Le scandale des écoutes téléphonique de la NSA dévoile une incapacité de l'Europe à protéger les données de ses citoyens. L’Europe a-t-elle vraiment les moyens de le faire ?

Séverin Naudet : Les écoutes américaines n’ont pas de base légale et pour cause. Ajouter des couches de droit au droit pour interdire ce qui l’est déjà n’a pas beaucoup de sens… la surprise feinte et surjouée des différents acteurs de ce vaudeville diplomatique est sans lendemain. A défaut de protéger nos données personnelles, on attends toujours que les Etats s’engagent vraiment dans une politique d’Open data pour mieux nous rendre des comptes sur le fonctionnement de l’administration et la gestion des gouvernements, à commencer par les institutions européennes. Tout le monde fait semblant mais il ne se passe rien…

Jérémie Zimmermann : L’Europe a les moyens de protéger ses citoyens, mais elle est dans une position délicate. Il existe des pratiques relevant d’un certain équilibre de la terreur, des accords bilatéraux entre les services de renseignements par exemple… Pour protéger ses citoyens, l’UE pourrait faire un package de régulations de données personnelles. Elle devrait imposer aux entreprises, sans compromis, une transparence à propos des données et imposer qu’elles expliquent à leurs utilisateurs la teneur de cette récolte.

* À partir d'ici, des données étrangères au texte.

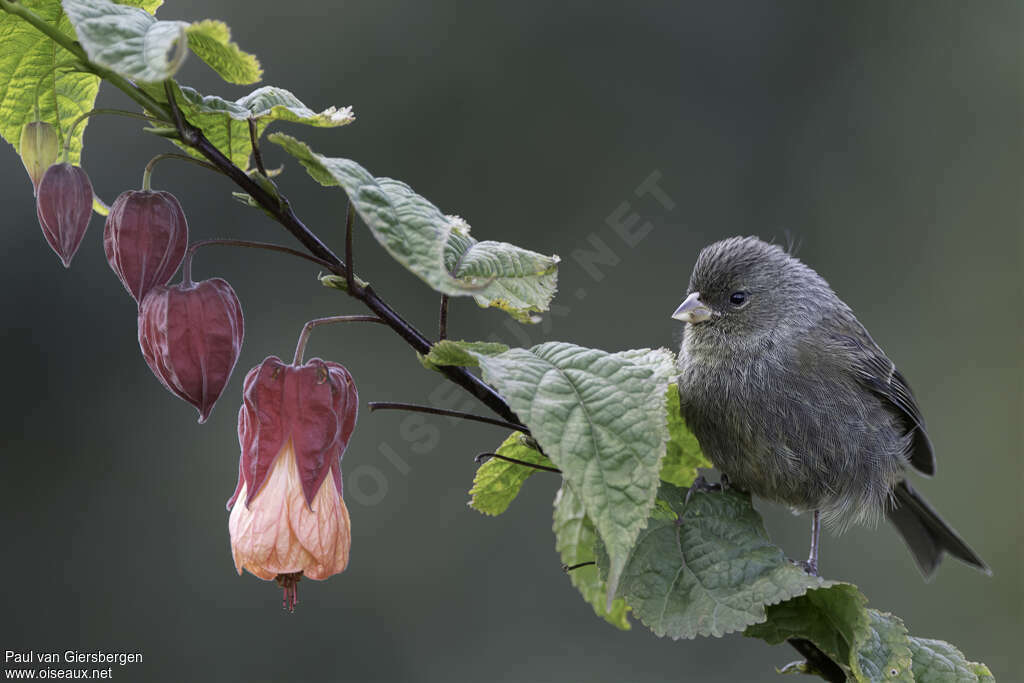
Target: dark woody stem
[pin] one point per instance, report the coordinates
(186, 266)
(820, 663)
(484, 457)
(147, 172)
(307, 329)
(416, 408)
(280, 208)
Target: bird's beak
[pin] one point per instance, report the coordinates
(692, 309)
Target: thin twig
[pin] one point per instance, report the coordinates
(484, 457)
(442, 318)
(257, 156)
(147, 172)
(569, 567)
(416, 408)
(91, 113)
(307, 329)
(252, 245)
(349, 267)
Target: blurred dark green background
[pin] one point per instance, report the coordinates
(886, 137)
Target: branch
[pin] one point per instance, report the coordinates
(280, 209)
(817, 660)
(415, 408)
(275, 205)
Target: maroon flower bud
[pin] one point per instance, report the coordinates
(39, 147)
(144, 240)
(190, 335)
(64, 204)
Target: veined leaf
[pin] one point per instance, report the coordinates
(436, 248)
(135, 45)
(683, 455)
(28, 66)
(498, 481)
(127, 40)
(707, 567)
(225, 122)
(868, 644)
(574, 539)
(211, 42)
(938, 662)
(600, 418)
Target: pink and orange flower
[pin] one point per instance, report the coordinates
(288, 516)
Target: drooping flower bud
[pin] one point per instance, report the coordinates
(144, 240)
(190, 335)
(288, 515)
(39, 147)
(64, 204)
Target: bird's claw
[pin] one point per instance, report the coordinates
(700, 484)
(809, 566)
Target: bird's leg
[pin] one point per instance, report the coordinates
(811, 565)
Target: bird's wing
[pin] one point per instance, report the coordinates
(879, 374)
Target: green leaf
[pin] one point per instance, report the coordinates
(885, 652)
(29, 59)
(574, 538)
(683, 455)
(707, 567)
(869, 644)
(225, 123)
(498, 481)
(600, 418)
(833, 617)
(436, 248)
(129, 41)
(451, 352)
(938, 662)
(133, 44)
(211, 42)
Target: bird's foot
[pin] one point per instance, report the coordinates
(810, 566)
(700, 484)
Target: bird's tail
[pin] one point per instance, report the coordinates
(926, 534)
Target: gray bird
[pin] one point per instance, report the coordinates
(793, 400)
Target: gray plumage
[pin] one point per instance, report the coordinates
(791, 397)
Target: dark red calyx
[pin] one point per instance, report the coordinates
(190, 335)
(64, 204)
(314, 404)
(144, 240)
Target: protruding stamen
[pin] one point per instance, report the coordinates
(290, 586)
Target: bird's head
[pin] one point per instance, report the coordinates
(743, 290)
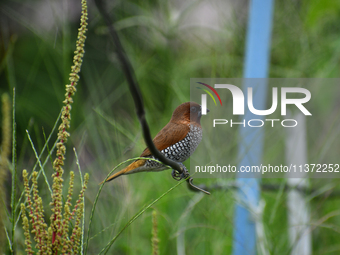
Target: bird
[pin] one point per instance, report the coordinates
(177, 140)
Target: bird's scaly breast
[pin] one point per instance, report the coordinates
(183, 149)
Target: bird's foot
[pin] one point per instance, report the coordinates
(179, 176)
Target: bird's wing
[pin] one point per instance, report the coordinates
(169, 135)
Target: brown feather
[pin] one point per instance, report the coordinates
(169, 135)
(175, 131)
(132, 166)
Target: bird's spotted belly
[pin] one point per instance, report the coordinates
(181, 150)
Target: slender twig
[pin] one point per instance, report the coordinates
(137, 96)
(14, 171)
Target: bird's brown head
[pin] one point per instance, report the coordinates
(187, 112)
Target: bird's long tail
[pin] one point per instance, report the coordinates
(127, 170)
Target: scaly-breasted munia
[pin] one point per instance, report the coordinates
(177, 141)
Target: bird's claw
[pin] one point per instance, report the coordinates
(184, 175)
(179, 176)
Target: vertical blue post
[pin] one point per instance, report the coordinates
(251, 143)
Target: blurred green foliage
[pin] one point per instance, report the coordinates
(166, 50)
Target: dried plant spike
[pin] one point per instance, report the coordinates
(154, 239)
(25, 224)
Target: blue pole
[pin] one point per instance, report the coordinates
(251, 143)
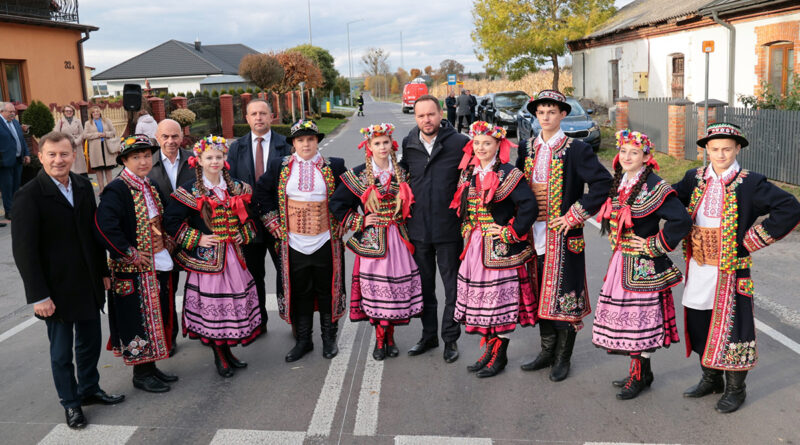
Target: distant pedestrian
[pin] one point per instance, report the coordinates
(70, 123)
(103, 146)
(386, 289)
(64, 272)
(13, 154)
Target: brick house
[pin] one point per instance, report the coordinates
(652, 48)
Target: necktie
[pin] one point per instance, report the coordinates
(259, 157)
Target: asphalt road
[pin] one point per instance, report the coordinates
(405, 400)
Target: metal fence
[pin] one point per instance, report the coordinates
(651, 116)
(774, 137)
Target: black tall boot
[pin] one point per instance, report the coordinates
(303, 328)
(636, 380)
(329, 330)
(546, 356)
(499, 359)
(565, 341)
(711, 382)
(735, 392)
(487, 341)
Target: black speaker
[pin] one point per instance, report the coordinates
(132, 97)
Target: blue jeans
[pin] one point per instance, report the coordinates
(10, 178)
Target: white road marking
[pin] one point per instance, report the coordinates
(369, 397)
(92, 434)
(325, 409)
(18, 328)
(225, 437)
(441, 440)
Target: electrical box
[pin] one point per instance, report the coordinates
(640, 82)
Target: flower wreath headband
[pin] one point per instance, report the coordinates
(209, 142)
(638, 140)
(372, 131)
(484, 128)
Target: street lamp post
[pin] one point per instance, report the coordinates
(350, 61)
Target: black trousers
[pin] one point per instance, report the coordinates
(255, 255)
(86, 335)
(556, 324)
(310, 281)
(427, 255)
(697, 324)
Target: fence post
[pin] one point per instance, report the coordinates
(157, 106)
(676, 112)
(622, 113)
(714, 116)
(226, 110)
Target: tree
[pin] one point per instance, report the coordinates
(264, 70)
(518, 36)
(324, 61)
(298, 68)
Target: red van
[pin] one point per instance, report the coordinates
(412, 91)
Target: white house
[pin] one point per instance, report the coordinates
(178, 67)
(653, 48)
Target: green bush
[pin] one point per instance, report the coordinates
(39, 117)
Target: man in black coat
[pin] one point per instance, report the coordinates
(170, 169)
(248, 158)
(431, 154)
(64, 272)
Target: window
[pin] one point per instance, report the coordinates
(781, 66)
(11, 82)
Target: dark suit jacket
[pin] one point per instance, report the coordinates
(8, 146)
(433, 179)
(55, 249)
(240, 156)
(159, 174)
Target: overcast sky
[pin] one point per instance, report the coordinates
(432, 31)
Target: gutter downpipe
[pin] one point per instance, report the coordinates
(731, 54)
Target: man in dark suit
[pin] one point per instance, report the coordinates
(248, 158)
(13, 153)
(171, 169)
(64, 272)
(431, 154)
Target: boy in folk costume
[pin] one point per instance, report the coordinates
(208, 219)
(724, 201)
(292, 198)
(557, 168)
(129, 225)
(496, 276)
(640, 275)
(386, 288)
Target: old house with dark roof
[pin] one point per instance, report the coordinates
(653, 48)
(178, 67)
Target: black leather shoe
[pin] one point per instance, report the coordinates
(75, 418)
(450, 353)
(102, 398)
(149, 383)
(164, 377)
(423, 346)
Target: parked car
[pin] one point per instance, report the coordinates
(501, 108)
(577, 125)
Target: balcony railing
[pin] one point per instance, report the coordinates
(57, 10)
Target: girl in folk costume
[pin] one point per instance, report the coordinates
(558, 168)
(496, 276)
(725, 201)
(635, 313)
(292, 199)
(209, 221)
(129, 225)
(386, 288)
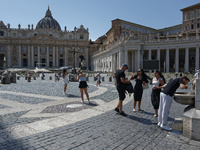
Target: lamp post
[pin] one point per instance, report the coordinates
(74, 50)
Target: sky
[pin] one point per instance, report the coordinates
(96, 15)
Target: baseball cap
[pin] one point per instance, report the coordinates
(125, 65)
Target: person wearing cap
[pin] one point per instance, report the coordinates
(195, 75)
(98, 79)
(140, 79)
(120, 78)
(166, 98)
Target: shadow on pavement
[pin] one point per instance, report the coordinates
(141, 120)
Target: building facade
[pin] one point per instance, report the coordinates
(46, 44)
(176, 49)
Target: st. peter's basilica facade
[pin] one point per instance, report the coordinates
(46, 44)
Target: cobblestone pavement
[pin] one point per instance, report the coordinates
(104, 131)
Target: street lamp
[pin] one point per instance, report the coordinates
(74, 50)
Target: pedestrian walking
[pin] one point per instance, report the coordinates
(114, 77)
(65, 81)
(166, 97)
(29, 77)
(158, 83)
(58, 76)
(98, 79)
(83, 85)
(120, 78)
(140, 79)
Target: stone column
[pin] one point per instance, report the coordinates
(38, 54)
(32, 56)
(54, 56)
(20, 57)
(197, 59)
(121, 58)
(86, 58)
(114, 63)
(167, 60)
(57, 56)
(47, 62)
(111, 60)
(66, 60)
(158, 56)
(139, 59)
(29, 56)
(177, 60)
(133, 61)
(117, 56)
(8, 58)
(149, 56)
(187, 59)
(126, 57)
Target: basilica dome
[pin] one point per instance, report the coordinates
(48, 22)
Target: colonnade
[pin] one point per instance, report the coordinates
(51, 56)
(134, 59)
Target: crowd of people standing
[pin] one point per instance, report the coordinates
(161, 95)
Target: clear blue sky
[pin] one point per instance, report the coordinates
(94, 14)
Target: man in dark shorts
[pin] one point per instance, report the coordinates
(120, 78)
(166, 97)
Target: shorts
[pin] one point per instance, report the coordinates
(83, 84)
(121, 92)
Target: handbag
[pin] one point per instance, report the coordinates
(145, 86)
(129, 88)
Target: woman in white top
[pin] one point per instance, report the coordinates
(158, 83)
(65, 81)
(98, 79)
(83, 85)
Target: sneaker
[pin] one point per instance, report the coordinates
(166, 127)
(116, 109)
(140, 110)
(123, 114)
(155, 115)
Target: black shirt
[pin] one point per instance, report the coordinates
(172, 86)
(120, 73)
(139, 82)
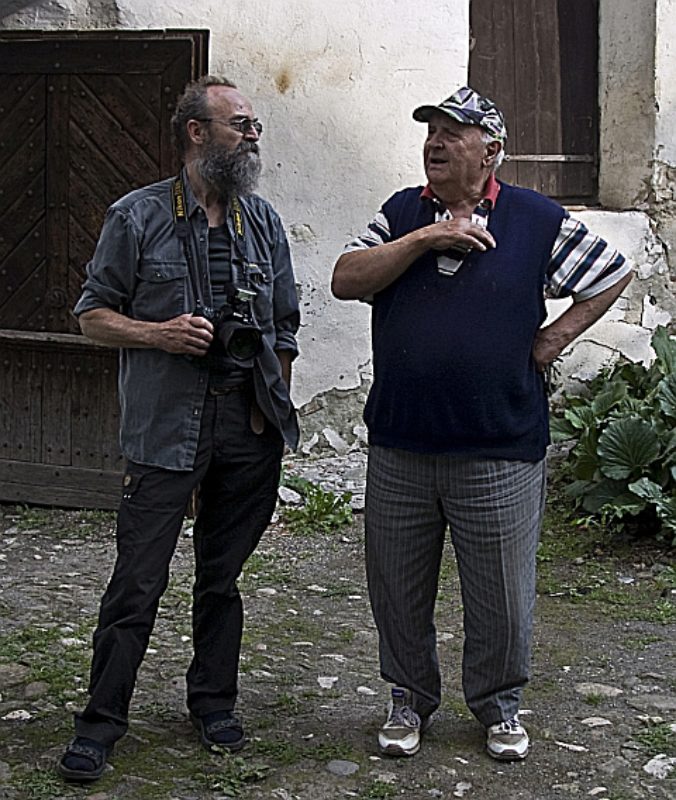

Par ailleurs, il faudrait promouvoir une politique industrielle qui investira dans les technologies garantissant les libertés des citoyens plutôt que de les enfermer dans le contrôle. Il faut également impulser des politiques publiques, au service des citoyens pour les protéger. Une partie de l’agenda politique doit être d’ordre social, en lien avec l’éducation pour apprendre aux enfants, aux ados ce que veut dire vie privée et ce qu’est un ordinateur, un logiciel libre, etc. Les politiques publiques doivent aider les citoyens à se retrouver dans un domaine numérique qui leur échappe.

Dans le domaine du numérique, comme dans les autres champs d’action de l’Europe, aucune politique ne peut être efficace sans une coopération réelle des États membres. Étant donnée la situation européenne actuelle, cette coopération, notamment au plan fiscal, est-elle réaliste ? Quels sont les blocages à surmonter ?

Séverin Naudet : Sur les sujets numériques comme sur tous les autres sujets, les dossiers avancent quand quelqu’un assume le leadership politique. L’Europe est un canard sans tête. L’Europe doit prendre une dimension plus politique et plus collective.

Jérémie Zimmermann : L’UE fonctionne, il y a certes des blocages notamment avec Angleterre et Irlande qui s’opposent aux mesures libérales, mais la coopération des pays est un fait qui peut concerner le numérique.